Mr Farage was convinced that Ms Le Pen was going to win and had said that she was "looking pretty fit” after having “lost weight”. Simon Richards, of the “Freedom Association” also looked at the feminine angle, focusing on the age difference between Mr Macron and his wife: “he evidently likes older women, so he’ll make an excellent lapdog for Angela Merkel”.
Downing Street issued a statement “ warmly congratulating” the President-elect, adding “ France is one of our closest allies and we look forward to working with the new president on a wide range of shared priorities.” Mr Macron and his team will remember that when he was being congratulated by Angela Merkel and other European leaders, after winning the first round against Ms Le Pen, No 10 insisted that it was remaining neutral between the two candidates.
Theresa May maintained that the Le Touquet agreement benefited France as well as Britain and that she will sit down with Mr Macron in the future to discuss the issue. Meanwhile, she asked the British electorate to give her as large a mandate in the UK general election as Mr Macron has received in France.
It is also domestic politics which will be of immediate concern to Mr Macron. His En Marche! movement is not a political party and he will have to start a power base from scratch in parliamentary elections taking place in June. As well as his supporters winning seats, the new President will have to do deals with other parties form a governing alliance.
Opinion polls published after yesterday’s election indicated that Mr Macron and his allies would come out on top in the first round on 11 June with up to 26 per cent of the vote. The right wing Republicans and the Front National will get around 22 per cent, the far-left up to 15 per cent, and the socialists about nine per cent.

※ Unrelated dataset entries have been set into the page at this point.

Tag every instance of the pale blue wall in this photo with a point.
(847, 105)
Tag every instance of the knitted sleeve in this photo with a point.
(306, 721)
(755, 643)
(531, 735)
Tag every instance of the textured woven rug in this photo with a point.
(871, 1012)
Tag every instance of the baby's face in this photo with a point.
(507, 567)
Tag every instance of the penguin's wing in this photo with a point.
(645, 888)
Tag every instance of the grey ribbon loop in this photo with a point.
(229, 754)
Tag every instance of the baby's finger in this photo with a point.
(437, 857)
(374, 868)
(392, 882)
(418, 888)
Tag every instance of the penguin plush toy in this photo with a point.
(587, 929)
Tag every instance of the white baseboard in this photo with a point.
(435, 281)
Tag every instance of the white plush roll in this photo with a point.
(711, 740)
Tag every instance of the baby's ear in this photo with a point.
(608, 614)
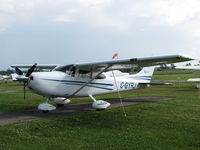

But Mr Macron, who started the presidential race four months ago polling a distant third, supposedly a certain loser, has momentum on his side and may well do better than expected. As for the Front National, it is starting an inquest into what went wrong with measures being considered including rethinking key strategies and even changing its name. There is, however, growing consensus on one point – that Ms Le Pen committed major blunder with her strident anti-EU and anti-Euro stance.